By: E&P Staff
While President Bush remains more popular within the military than outside it, support for him, and for the war in Iraq, “has slipped significantly in the last year among members of the military’s professional core,” according to the Military Times, analyzing its annual year-end poll.
The Military Times Media Group is made up of the Army Times, Air Force Times, Navy Times and Marine Times.
Approval of the president’s Iraq policy fell 9% from 2004; a bare majority, 54%, now says they view his performance on Iraq favorably. Support for his overall performance fell 11 points, to 60%, among readers of the Military Times newspapers (100% of those polled are on active duty*).
“Though support both for President Bush and for the war in Iraq remains significantly higher than in the public as a whole, the drop is likely to add further fuel to the heated debate over Iraq policy,” the report continued. “In 2003 and 2004, supporters of the war in Iraq pointed to high approval ratings in the Military Times Poll as a signal that military members were behind President Bush’s the president’s policy.”
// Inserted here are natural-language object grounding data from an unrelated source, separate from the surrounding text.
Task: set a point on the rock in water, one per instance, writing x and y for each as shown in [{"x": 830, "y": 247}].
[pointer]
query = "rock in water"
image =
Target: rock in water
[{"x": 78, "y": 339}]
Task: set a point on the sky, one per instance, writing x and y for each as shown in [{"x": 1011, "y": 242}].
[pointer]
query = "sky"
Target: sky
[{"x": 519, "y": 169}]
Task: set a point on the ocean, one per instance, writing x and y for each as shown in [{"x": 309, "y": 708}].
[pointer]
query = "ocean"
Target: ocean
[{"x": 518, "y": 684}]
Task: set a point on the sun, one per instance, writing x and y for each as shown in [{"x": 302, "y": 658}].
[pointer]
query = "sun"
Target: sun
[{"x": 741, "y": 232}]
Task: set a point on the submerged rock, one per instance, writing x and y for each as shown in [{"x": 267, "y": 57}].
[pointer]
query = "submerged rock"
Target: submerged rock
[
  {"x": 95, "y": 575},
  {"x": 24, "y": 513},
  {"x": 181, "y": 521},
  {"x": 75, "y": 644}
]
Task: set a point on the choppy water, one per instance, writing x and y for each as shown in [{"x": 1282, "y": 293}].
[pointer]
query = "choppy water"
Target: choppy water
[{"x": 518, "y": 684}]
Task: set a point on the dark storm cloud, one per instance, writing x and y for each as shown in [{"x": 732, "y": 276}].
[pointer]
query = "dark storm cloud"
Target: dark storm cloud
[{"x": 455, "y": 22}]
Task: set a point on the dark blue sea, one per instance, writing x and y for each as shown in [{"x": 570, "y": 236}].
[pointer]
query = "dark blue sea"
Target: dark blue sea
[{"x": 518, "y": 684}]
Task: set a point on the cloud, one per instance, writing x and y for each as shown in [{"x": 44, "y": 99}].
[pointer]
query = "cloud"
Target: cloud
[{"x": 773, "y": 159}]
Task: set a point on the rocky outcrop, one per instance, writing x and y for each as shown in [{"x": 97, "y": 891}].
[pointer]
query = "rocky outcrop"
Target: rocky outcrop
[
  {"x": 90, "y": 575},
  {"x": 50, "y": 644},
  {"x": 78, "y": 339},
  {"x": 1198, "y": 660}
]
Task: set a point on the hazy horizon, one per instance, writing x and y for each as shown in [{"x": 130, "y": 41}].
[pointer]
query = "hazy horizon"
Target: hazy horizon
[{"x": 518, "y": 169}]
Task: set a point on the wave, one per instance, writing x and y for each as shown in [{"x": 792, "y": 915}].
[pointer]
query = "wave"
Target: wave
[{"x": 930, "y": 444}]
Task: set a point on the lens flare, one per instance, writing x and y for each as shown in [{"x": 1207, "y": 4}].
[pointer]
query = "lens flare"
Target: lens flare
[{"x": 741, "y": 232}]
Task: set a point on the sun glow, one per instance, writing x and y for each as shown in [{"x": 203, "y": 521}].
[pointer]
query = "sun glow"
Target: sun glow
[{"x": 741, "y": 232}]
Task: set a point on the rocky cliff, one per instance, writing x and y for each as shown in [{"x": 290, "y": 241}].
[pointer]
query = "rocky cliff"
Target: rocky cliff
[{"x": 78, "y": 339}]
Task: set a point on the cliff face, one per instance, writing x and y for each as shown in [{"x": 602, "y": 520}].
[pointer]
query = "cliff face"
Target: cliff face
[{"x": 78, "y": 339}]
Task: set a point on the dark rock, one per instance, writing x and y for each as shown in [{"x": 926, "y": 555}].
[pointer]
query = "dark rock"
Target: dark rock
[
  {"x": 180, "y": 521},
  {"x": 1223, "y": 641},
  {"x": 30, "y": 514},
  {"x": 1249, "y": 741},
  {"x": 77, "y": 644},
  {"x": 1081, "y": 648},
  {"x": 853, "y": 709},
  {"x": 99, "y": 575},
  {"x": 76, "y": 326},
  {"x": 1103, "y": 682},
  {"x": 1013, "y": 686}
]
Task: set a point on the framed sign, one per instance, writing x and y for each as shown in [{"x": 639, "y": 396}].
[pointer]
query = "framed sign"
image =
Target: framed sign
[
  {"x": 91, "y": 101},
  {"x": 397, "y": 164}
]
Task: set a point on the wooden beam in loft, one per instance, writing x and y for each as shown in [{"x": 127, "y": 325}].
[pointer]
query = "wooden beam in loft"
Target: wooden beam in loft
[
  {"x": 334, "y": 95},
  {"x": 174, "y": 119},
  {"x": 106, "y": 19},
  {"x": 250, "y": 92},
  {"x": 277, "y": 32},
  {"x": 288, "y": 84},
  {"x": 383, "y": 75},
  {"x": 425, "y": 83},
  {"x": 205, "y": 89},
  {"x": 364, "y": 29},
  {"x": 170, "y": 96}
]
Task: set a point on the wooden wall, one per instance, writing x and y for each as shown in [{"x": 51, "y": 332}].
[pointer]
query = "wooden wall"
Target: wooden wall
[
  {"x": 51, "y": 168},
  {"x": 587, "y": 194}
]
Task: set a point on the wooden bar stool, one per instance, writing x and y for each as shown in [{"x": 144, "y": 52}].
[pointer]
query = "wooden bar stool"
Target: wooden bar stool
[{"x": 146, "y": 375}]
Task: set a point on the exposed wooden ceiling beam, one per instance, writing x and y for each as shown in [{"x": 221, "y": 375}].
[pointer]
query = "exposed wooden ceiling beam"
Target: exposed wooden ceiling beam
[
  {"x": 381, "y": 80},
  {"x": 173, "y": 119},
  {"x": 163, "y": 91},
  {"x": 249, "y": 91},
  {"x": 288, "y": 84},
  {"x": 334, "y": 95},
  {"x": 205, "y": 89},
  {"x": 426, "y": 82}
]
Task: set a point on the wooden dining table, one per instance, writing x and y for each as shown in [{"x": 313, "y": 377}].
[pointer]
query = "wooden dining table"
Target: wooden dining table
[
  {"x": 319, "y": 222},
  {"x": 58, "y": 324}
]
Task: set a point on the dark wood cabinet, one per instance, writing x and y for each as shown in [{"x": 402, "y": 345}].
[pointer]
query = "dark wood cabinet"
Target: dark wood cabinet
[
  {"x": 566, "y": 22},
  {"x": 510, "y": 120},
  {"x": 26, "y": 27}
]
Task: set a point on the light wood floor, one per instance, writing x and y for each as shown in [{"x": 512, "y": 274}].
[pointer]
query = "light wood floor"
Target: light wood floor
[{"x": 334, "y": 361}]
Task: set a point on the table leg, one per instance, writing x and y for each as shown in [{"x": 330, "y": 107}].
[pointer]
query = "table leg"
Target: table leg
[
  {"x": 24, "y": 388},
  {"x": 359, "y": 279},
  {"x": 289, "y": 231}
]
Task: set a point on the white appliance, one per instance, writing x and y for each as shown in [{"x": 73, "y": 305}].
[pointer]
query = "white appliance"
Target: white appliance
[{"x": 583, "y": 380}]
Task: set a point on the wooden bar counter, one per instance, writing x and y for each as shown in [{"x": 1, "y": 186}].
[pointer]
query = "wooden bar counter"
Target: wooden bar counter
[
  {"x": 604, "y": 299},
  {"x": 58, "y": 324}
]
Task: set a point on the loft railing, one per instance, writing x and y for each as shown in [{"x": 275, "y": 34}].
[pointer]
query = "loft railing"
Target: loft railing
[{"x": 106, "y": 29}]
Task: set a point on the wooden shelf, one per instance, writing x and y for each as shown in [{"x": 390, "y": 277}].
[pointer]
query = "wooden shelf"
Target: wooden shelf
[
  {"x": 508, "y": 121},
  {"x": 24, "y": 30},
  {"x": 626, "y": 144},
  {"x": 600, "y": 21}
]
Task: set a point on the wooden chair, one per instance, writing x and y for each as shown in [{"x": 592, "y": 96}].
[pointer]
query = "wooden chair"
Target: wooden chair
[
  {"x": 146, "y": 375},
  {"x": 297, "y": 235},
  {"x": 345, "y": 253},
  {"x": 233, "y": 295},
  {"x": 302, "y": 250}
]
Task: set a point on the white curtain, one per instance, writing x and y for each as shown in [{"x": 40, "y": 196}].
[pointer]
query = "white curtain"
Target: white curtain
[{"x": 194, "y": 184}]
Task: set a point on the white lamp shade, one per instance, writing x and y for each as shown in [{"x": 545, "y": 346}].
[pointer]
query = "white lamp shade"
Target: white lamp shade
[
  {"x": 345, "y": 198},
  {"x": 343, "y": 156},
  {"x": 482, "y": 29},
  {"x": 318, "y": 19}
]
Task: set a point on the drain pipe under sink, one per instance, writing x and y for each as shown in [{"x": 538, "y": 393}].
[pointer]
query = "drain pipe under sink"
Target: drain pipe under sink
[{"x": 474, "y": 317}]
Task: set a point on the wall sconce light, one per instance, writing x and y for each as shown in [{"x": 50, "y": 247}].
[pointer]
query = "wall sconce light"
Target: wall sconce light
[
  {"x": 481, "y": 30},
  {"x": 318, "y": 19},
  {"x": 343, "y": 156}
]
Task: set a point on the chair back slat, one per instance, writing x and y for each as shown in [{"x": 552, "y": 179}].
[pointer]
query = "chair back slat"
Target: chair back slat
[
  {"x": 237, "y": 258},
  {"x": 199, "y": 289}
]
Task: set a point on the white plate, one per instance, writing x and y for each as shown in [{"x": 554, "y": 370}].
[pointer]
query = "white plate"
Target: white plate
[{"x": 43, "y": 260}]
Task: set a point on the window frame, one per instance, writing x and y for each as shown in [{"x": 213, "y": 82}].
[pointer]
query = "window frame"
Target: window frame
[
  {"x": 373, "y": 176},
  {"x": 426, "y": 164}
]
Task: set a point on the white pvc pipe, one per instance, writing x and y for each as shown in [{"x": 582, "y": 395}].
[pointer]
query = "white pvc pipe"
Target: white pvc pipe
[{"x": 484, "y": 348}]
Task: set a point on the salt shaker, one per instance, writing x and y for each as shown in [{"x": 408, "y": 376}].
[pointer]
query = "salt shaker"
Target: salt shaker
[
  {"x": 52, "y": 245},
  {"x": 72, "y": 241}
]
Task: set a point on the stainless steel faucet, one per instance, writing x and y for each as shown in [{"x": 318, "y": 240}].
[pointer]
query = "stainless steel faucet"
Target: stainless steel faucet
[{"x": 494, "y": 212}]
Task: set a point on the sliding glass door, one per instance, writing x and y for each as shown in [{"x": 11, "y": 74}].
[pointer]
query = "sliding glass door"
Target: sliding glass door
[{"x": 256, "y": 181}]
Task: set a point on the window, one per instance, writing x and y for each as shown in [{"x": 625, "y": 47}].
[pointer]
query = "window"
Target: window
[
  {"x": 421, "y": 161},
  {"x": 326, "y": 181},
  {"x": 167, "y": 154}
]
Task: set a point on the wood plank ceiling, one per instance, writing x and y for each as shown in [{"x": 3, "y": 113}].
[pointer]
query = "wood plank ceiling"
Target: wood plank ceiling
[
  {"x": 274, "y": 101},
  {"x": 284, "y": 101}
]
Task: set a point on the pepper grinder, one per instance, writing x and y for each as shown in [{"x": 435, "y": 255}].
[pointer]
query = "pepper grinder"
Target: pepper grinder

Of the poll respondents, all active duty, about half had served in Iraq or Afghanistan. Only 13% called themselves Democrats. The poll was taken from about mid-November to mid-December, with 1,215 respondents.
? Positive feelings about Congress, civilian and uniformed Pentagon leaders and the media all fell.
? Opposition to the draft fell slightly, from 75 percent last year to 68 percent this year.
? Nearly two-thirds said the military is stretched too thin to be effective, though that figure is down substantially from two years ago.
* An earlier version of this story incorrectly reported that 85% of those polled were on active duty.